1/17/2025 at 12:27:51 PM
I'm one of the creators of OpenHands (fka OpenDevin). I agree with most of what's been said here, wrt to software agents in general.We are not even close to the point where AI can "replace" a software engineer. Their code still needs to be reviewed and tested, at least as much as you'd scrutinize the code of a brand new engineer just out of boot camp. I've talked to companies who went all in on AI engineers, only to realize two months later that their codebase was rotting because no one was reviewing the changes.
But once you develop some intuition for how to use them, software agents can be a _massive_ boost to productivity. ~20% of the commits to the OpenHands codebase are now authored or co-authored by OpenHands itself. I especially love asking it to do simple, tedious things like fixing merge conflicts or failing linters. It's great at getting an existing PR over the line.

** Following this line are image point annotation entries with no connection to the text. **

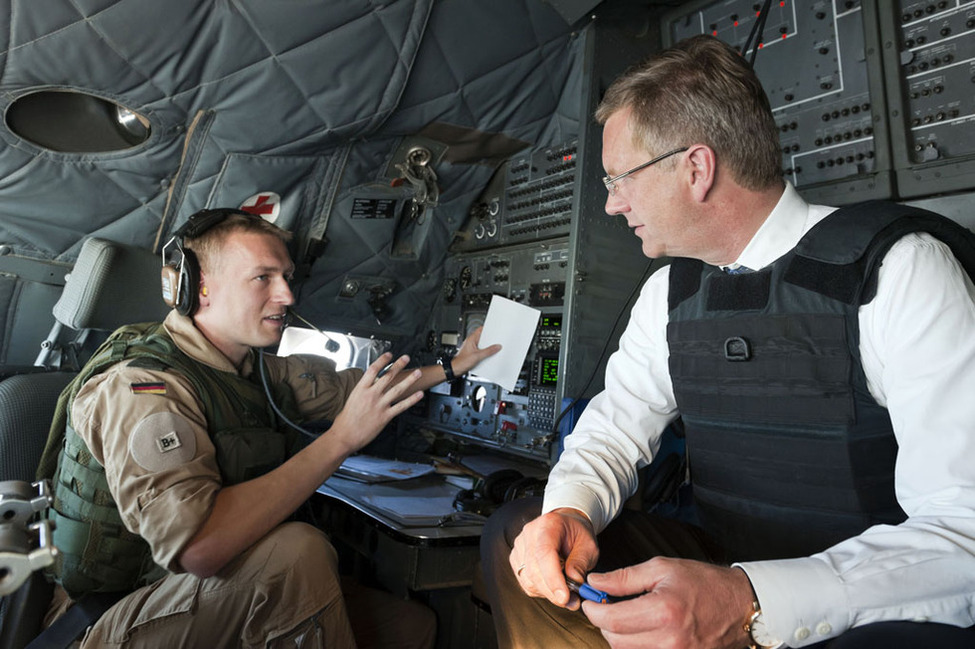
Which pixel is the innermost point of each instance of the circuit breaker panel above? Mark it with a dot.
(819, 65)
(929, 51)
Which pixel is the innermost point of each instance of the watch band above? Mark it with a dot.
(448, 368)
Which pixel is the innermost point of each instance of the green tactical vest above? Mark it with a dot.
(96, 552)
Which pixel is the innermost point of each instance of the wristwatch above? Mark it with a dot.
(448, 368)
(759, 634)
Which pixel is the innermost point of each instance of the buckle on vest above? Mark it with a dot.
(737, 348)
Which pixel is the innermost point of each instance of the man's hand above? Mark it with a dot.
(685, 604)
(374, 402)
(537, 555)
(470, 354)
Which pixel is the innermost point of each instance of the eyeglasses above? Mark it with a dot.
(611, 182)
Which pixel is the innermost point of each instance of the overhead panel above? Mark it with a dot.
(819, 65)
(929, 54)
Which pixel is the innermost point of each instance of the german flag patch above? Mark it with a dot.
(148, 388)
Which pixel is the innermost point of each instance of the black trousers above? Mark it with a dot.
(524, 622)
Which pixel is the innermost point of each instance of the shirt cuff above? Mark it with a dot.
(575, 497)
(802, 600)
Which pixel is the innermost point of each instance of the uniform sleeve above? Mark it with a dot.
(619, 431)
(319, 389)
(147, 429)
(918, 350)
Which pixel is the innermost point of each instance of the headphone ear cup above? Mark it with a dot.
(170, 284)
(497, 483)
(524, 487)
(188, 284)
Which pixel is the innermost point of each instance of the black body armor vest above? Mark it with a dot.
(789, 452)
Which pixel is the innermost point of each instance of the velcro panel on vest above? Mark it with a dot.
(745, 292)
(780, 381)
(95, 551)
(849, 272)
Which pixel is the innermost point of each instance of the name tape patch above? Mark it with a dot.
(157, 387)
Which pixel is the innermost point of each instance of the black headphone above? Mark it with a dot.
(181, 269)
(495, 489)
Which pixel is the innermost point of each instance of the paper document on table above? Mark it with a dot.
(367, 468)
(513, 326)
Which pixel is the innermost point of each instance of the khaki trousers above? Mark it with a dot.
(282, 592)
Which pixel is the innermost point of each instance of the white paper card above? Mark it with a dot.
(513, 326)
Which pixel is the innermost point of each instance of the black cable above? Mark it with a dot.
(757, 32)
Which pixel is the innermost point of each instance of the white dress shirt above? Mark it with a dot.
(917, 347)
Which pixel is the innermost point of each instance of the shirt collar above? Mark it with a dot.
(194, 344)
(788, 221)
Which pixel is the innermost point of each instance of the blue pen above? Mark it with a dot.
(586, 591)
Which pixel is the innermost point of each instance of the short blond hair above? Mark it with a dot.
(701, 91)
(208, 244)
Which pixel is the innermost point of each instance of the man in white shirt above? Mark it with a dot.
(826, 396)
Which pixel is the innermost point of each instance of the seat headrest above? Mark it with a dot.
(112, 284)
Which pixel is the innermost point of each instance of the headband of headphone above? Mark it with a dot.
(181, 269)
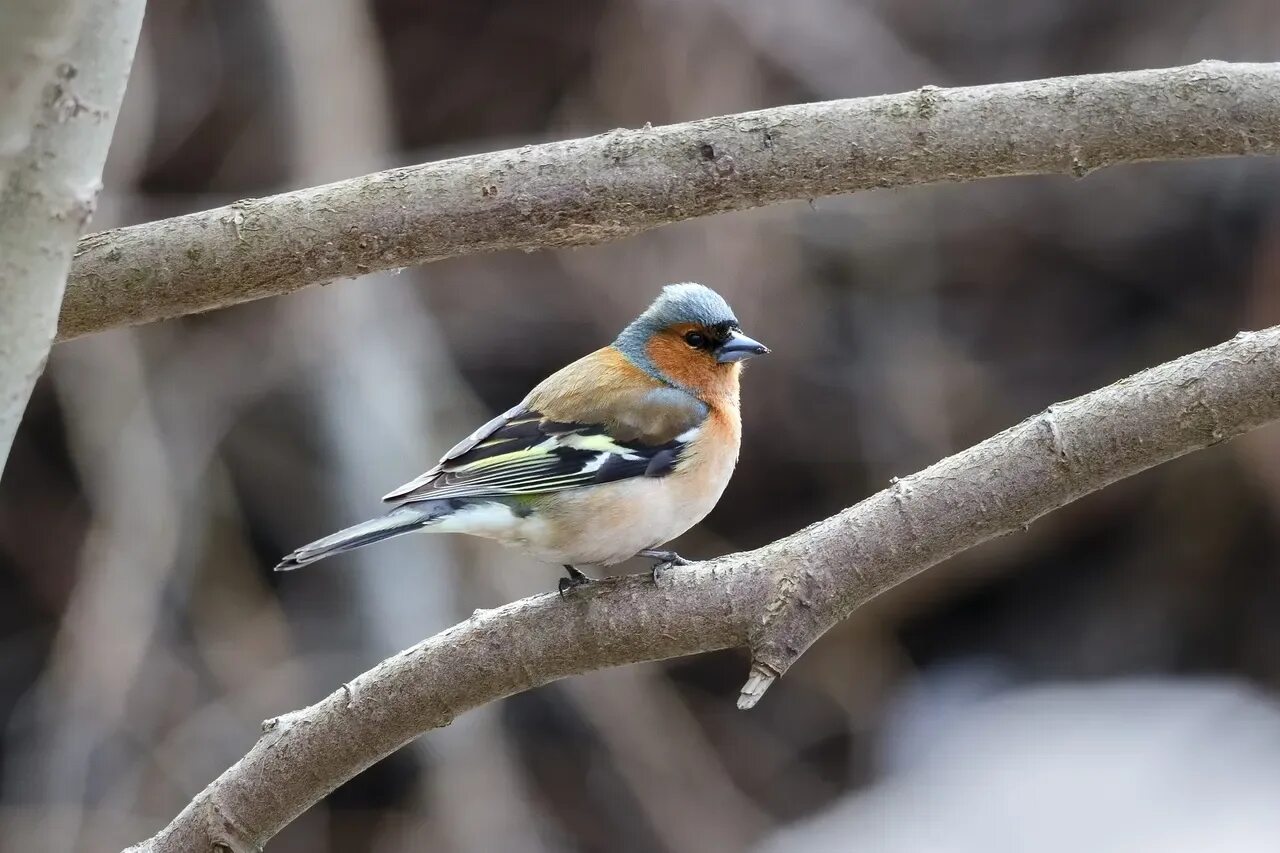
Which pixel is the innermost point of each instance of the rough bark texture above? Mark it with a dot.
(53, 187)
(620, 183)
(776, 600)
(36, 33)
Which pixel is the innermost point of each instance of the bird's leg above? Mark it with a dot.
(664, 561)
(574, 580)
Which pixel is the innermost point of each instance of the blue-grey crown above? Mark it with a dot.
(685, 302)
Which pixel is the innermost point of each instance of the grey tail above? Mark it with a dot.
(402, 519)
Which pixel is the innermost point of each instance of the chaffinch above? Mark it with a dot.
(607, 459)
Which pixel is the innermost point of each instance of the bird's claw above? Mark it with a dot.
(574, 580)
(666, 560)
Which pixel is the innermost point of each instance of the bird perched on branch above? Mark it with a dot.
(608, 459)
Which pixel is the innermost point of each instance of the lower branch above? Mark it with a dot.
(775, 601)
(620, 183)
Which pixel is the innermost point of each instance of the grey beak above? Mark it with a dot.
(739, 347)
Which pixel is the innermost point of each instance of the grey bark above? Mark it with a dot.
(35, 36)
(53, 187)
(620, 183)
(775, 601)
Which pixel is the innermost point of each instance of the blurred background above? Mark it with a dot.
(1105, 680)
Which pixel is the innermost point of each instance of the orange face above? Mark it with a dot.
(685, 354)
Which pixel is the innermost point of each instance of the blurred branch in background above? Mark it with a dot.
(776, 600)
(620, 183)
(49, 190)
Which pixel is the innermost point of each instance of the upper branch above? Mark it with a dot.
(624, 182)
(50, 188)
(776, 600)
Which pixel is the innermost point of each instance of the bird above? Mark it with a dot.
(609, 457)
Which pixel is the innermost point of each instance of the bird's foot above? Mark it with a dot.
(574, 580)
(664, 560)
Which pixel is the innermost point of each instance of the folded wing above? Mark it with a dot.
(525, 451)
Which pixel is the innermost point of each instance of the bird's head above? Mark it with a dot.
(688, 337)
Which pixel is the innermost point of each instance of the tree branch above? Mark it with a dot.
(620, 183)
(36, 35)
(51, 190)
(776, 600)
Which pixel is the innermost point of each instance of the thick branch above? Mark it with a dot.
(776, 600)
(35, 36)
(51, 190)
(624, 182)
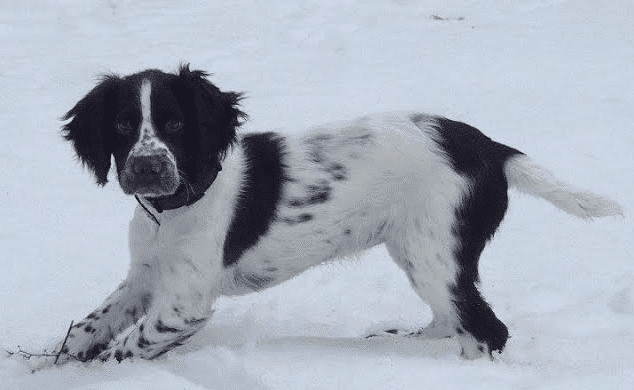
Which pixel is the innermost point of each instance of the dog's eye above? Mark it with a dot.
(173, 126)
(124, 127)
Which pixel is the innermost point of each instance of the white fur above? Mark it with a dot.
(528, 177)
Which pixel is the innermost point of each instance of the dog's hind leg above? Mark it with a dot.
(438, 245)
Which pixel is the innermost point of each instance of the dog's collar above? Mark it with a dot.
(186, 194)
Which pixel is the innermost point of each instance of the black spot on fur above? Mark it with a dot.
(317, 193)
(481, 161)
(142, 342)
(338, 172)
(194, 321)
(256, 208)
(256, 282)
(162, 328)
(95, 350)
(297, 219)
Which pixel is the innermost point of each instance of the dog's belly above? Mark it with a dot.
(276, 260)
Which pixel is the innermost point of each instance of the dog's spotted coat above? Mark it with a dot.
(227, 215)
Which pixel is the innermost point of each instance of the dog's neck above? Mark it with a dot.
(186, 194)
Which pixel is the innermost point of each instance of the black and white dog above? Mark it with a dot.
(221, 214)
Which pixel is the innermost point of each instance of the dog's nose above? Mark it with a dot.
(148, 165)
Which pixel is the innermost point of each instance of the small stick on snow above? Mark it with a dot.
(63, 343)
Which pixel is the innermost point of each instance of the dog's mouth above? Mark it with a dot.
(149, 176)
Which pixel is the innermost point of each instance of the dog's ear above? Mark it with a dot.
(89, 129)
(217, 112)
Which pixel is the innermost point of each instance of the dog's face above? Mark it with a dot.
(163, 130)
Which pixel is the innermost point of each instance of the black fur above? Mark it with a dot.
(256, 208)
(211, 118)
(477, 157)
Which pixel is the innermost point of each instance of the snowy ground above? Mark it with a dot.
(552, 78)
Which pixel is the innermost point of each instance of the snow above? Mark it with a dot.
(553, 78)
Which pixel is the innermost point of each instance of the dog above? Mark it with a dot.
(223, 215)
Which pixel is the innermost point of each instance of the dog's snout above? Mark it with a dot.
(149, 175)
(148, 165)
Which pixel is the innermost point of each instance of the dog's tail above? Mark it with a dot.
(528, 177)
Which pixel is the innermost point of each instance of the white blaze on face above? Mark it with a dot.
(148, 142)
(149, 145)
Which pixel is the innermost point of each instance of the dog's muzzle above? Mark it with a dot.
(150, 175)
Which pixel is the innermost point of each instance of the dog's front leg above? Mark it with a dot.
(181, 306)
(89, 337)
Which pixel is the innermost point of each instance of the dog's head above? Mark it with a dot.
(165, 131)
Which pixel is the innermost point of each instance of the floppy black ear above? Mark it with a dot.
(88, 130)
(217, 112)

It's also important to keep in mind that these agents are literally improving on a _weekly_ basis. A few weeks ago we were at the top of the SWE-bench leaderboard; now there are half a dozen agents that have pulled ahead of us. And we're one launch away from leapfrogging back to the top. Exciting times!
by rbren
1/17/2025 at 1:09:22 PM
> code still needs to be reviewed and tested, at least as much as you'd scrutinize the code of a brand new engineer just out of boot camp> ..._massive_ boost to productivity. ~20% of the commits to the OpenHands codebase are now authored or co-authored by OpenHands itself.
I'm having trouble reconciling these statements. Where does the productivity boost come from since that reviewing burden seems much greater than you'd have if you knew commits were coming from a competent human?
by jebarker
1/17/2025 at 1:39:14 PM
There's often a lot of small fixes that not time efficient to do, but a solution is not much code and is quick to verify.If the cost is small to setting a coding agent (e.g. aider) on a task, seeing if it reaches a quick solution, and just aborting if it spins out, you can solve a subset of these types of issues very quickly, instead of leaving them in issue tracking to grow stale. That lets you up the polish on your work.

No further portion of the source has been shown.